Prompt engineering starts after this routing decision.

Second Principle: Use the FM for Expression, Not Ownership of Truth

The model should own:

  • tone
  • summarization
  • explanation
  • follow-up suggestions
  • natural language composition

The model should not own:

  • current price
  • delivery date
  • return eligibility state
  • product existence
  • promotion validity

If a business-critical fact can be read from a system of record, the prompt should treat that fact as input, not as a generation target.
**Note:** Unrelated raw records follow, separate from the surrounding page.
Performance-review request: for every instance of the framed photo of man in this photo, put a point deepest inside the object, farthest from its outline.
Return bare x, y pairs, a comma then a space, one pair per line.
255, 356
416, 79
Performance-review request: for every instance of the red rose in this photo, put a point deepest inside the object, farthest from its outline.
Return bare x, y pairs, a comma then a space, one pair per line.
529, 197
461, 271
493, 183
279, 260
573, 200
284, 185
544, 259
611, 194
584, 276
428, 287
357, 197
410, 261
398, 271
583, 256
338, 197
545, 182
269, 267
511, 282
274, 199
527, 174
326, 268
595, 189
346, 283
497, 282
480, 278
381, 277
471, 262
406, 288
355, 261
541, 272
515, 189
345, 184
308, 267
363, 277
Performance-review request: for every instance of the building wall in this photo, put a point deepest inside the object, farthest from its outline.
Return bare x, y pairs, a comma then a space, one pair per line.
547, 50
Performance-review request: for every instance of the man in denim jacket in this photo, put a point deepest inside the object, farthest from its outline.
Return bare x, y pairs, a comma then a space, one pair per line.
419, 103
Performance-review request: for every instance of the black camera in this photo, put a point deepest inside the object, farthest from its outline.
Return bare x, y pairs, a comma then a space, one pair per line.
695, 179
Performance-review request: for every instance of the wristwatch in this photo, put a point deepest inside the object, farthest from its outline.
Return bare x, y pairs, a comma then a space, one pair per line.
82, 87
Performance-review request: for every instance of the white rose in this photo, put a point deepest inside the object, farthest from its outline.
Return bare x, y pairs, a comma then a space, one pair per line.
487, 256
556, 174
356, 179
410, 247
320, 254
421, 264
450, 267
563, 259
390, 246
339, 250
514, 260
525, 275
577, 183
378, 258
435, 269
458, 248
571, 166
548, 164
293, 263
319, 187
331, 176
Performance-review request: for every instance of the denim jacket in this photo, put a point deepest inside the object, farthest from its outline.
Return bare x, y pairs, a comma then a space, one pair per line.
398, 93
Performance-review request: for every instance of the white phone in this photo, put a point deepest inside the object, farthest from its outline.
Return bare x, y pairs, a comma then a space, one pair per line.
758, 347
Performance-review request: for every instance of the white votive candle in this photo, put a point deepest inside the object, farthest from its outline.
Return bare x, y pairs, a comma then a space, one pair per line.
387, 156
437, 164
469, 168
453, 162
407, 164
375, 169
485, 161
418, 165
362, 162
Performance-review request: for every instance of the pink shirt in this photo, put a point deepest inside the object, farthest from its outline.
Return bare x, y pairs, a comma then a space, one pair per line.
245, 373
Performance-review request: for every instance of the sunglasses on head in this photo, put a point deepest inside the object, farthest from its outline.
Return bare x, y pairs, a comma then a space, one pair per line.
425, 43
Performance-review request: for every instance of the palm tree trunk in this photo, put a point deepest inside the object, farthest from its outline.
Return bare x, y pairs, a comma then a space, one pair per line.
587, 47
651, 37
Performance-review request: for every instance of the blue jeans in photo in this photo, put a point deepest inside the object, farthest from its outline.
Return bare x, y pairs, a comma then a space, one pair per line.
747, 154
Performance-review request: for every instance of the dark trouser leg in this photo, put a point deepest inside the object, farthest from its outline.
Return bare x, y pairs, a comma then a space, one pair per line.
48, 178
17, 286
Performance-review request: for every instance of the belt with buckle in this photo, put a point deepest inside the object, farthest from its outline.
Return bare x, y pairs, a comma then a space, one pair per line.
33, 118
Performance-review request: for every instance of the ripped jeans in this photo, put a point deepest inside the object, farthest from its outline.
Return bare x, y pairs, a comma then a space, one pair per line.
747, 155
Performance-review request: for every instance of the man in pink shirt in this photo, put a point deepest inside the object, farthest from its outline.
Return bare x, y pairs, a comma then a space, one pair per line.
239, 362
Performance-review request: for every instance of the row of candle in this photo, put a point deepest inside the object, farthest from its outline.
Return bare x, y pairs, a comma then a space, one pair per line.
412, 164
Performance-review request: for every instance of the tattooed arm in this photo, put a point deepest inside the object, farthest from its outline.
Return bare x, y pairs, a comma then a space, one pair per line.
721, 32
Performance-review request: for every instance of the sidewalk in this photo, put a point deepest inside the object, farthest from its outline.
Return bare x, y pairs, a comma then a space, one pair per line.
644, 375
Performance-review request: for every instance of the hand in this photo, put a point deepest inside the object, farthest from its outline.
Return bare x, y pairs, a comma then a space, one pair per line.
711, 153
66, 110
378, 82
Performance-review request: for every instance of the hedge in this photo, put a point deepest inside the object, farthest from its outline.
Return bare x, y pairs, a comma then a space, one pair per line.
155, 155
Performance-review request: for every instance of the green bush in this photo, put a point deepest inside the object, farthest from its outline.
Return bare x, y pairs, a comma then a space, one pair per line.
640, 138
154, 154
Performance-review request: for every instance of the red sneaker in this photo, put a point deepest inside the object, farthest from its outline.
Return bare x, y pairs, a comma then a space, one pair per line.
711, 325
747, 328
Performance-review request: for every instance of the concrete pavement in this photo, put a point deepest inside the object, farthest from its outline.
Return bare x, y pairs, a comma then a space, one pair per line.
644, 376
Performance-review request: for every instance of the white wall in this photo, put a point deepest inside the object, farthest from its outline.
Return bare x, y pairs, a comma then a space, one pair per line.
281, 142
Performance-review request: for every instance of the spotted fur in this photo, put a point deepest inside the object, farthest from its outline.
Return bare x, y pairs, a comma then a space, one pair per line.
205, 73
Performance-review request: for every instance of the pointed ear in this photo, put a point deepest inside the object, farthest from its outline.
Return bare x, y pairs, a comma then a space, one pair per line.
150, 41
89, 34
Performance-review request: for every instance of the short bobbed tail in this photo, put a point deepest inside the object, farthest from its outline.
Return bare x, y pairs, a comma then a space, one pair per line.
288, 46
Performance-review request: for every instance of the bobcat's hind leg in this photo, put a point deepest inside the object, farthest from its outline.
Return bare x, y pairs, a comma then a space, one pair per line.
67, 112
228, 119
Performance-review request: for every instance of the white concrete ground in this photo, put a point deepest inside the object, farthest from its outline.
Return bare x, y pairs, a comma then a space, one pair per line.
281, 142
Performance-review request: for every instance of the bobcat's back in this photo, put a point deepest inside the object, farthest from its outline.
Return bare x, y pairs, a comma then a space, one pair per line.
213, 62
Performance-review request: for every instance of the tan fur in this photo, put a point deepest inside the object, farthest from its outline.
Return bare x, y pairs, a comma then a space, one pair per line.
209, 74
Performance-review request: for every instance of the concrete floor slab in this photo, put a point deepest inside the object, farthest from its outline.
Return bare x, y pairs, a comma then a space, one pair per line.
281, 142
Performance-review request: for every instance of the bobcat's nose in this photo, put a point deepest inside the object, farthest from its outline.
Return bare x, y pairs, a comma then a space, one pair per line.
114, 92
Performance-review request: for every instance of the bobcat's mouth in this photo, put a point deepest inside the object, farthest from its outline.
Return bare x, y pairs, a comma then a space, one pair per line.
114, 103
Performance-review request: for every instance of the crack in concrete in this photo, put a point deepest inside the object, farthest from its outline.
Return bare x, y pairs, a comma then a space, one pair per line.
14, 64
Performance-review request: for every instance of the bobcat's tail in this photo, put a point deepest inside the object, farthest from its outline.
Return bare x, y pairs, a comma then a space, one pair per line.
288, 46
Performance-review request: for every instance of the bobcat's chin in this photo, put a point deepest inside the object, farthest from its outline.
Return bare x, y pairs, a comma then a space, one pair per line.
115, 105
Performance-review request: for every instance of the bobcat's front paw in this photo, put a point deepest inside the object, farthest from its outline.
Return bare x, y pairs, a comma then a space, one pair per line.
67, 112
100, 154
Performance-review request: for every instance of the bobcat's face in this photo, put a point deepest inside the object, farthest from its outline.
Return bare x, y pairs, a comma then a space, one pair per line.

Third Principle: Prompt Layers Must Be Separable

Use a layered prompt structure so failures are easier to debug.

Layer 1: System Rules

  • define role
  • define hard constraints
  • define refusal behavior
  • define output contract

Layer 2: Workflow Context

  • intent
  • store section
  • locale
  • page context
  • authenticated vs guest

Layer 3: Grounding Data

  • retrieved chunks
  • catalog JSON
  • recommendation results
  • live service outputs

Layer 4: Conversation State

  • recent turns
  • summarized long-term context
  • saved preferences

Layer 5: User Request

  • current message only

This separation matters because it lets the team isolate whether a bad answer came from poor instructions, bad retrieval, stale data, or noisy history.

Shared Prompt Skeleton

SYSTEM
You are MangaAssist for Amazon's JP Manga store.
Follow these rules:
1. Use only the provided product, policy, and workflow data.
2. Never invent prices, availability, or order details.
3. If required data is missing, say what is unavailable and offer the next best action.
4. Keep answers concise unless the task is recommendation-heavy.
5. Never mention competitors.
6. If the user asks for a human or the task is outside scope, offer escalation.

WORKFLOW CONTEXT
- intent
- locale
- page context
- auth state

GROUNDING DATA
- product data
- retrieved policy or editorial chunks
- recommendation results
- live service outputs

CONVERSATION STATE
- recent turns
- compact summary if history is long

USER MESSAGE
- current message

OUTPUT CONTRACT
- response_text
- products[] if applicable
- actions[] if applicable
- follow_up_suggestions[]

Scenario Matrix

Scenario Prompt Goal Main Risk Main Constraint
Recommendation Explain why ranked titles fit the user Hallucinated fit claims Only explain upstream-selected items
Product Q and A Answer from structured metadata Missing or stale attributes Prefer catalog truth over free-form description
FAQ and policy Ground answer in retrieved policy text Conflicting chunks Prefer freshest valid source
Order support Stay accurate with account-bound facts Wrong order state Use API output, not FM memory
Return flow Provide next action clearly Incorrect eligibility statement State uncertainty if live eligibility absent
Promotion Mention valid offers only Stale offer language Treat promos as structured input
Escalation De-escalate and transition cleanly Over-talking instead of handing off Keep summary short and actionable
Chitchat Stay lightweight Unnecessary model cost Prefer templates

Prompt Design Rules That Matter Most

  1. Prefer explicit negative constraints over vague safety language.
  2. Prefer structured business inputs over prose whenever possible.
  3. Prefer per-intent prompts over one universal mega-prompt.
  4. Prefer short, testable instructions over long policy dumps.
  5. Prefer upstream ranking and filtering over asking the FM to select from noisy sets.
  6. Prefer deterministic output contracts when the UI expects structured actions.
  7. Prefer prompt changes that reduce error surface, not just changes that make demos sound better.

Anti-Patterns

One Prompt for Every Intent

This creates instruction bloat, token waste, and conflicting behaviors.

Letting the Model Infer Missing Business Data

If the prompt says "helpfully answer even if some values are missing," the model will often fill gaps with plausible but invalid facts.

Using Conversation History Without Compression Strategy

Raw history can dominate the prompt, drown out retrieved grounding, and increase latency.

Asking for Creativity in High-Risk Flows

Recommendation copy can be slightly expressive. Price, policy, and support flows should not be.

Operating Heuristic

Use the smallest prompt and the smallest FM path that can still achieve the user goal with acceptable trust and UX quality.